I presume that you are aware of Argentina as a wine producing country. But most I have talked with about Argentine wine seems to think that 90%++ of it is Red Malbec from Mendoza. OK Mendoza is responsible for more than 70% of the Argentine wine production and a large amount of it is based on the signature grape Malbec. But that said many other grapes are grown in Argentina.
The wine culture in Argentina do not seek after mature wines, they either prefer the wine young or maybe it’s just that young wine is cheaper than mature. When shopping for wine in Argentina you will have a hard time finding wine older than 3-4 years.

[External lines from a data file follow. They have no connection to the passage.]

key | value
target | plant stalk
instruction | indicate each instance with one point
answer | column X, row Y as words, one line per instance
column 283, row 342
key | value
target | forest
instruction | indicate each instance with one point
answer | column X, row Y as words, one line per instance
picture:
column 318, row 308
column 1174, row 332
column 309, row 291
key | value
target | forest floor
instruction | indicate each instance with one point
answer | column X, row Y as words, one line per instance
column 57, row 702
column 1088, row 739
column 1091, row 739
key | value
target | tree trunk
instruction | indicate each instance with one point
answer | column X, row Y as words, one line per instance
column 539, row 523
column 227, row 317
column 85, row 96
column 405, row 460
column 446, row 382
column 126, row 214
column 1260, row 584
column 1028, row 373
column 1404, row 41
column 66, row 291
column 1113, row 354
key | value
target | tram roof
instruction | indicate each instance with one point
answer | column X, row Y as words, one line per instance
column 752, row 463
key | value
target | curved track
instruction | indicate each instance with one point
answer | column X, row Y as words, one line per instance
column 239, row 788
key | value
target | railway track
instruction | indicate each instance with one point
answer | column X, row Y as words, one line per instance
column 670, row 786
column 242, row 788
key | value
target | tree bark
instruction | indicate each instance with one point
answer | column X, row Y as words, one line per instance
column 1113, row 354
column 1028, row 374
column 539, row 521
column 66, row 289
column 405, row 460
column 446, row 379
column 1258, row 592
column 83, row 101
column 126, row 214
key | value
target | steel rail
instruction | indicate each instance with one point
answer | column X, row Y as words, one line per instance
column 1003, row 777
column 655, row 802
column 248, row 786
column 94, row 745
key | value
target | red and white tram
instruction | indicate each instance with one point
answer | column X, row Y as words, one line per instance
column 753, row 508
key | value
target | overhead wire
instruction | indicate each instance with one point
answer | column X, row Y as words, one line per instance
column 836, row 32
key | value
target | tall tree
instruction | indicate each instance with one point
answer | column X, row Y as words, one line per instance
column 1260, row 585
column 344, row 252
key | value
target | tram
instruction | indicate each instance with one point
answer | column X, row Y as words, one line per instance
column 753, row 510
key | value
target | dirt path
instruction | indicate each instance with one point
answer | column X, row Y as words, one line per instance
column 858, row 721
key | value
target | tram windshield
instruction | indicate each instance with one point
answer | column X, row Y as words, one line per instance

I visited Cafayatte as it was more in my traveling route than La Rioja or Mendoza. While in Cafayatte I visited 4 producers. At all 4 I tasted wines that are not just red Malbec. The 3 small I have not meet outside the Cafayatte area, but I found wines from Estecio in a shop in Buenos Aires.
The interesting part was to meet new grapes and to meet known grapes grown at high altitude.
I have not tasted the green grape Torontes before, but here I had 5 different wines based on the grape – 4 traditional whites and a sweet white. The bouquet presents a lot of flowers to your nose, especially elderflower is dominant. Taste wise you find a rich flowerish and fruit full taste, a nice balanced acid let it go well with light meals or for some an aperitif. The 4 wines were in the 14% area of alcohol while the sweet had been stopped at 12% to secure enough sugar.
Even though the Tannat grape comes from France I have not tasted French wines based solely on it. It produces a little heavy wine with some tannin. So to my taste it should be matured some years more prior to serving, wines I tasted was 3-4 years old with 6-12 months in French oak barriques (225 liters).
The Malbec cannot only be used to produce a heavy red wine, it can also be used to produce rose. 3 of the producers presented a rose Malbec during our visit. The method was common, grape shells was included in the fermentation for a day and then removed, while the wine fermented additional 10-14 days. The resulting rose is somewhat dry and with a little feeling of tannin. To me these wines are not optimal as aperitif but should accompany some light food or cheese.
Wines presented in Cafayatte were in general strong with heavy colour and fruitiness, which the producers pointed to a result of the high altitude (above 1600 meters above sea level). Bodega Molina Domingo explained that they have a single field at 3.500 masl, but grapes from it were only used to produce special wines in good years, so we were not able to taste it at our visit.
Apparently Argentina takes regional brands rather lightly, so not only did we have parmesan that was not from Italy, we also had a bottle of Champagne from Mendoza for our new year’s party. I thought it was just the party invitation that over sold a sparkling white, but the label did actually state Champagne from Mendoza when it was served. Grapes was Pinot Noir and Chardonnay, it had fine bubbles a fine round taste with a little sweetness even though it stated to be Brut. It totally lacked the mineral taste and feeling that you find in real Champagne, but that must be terroir.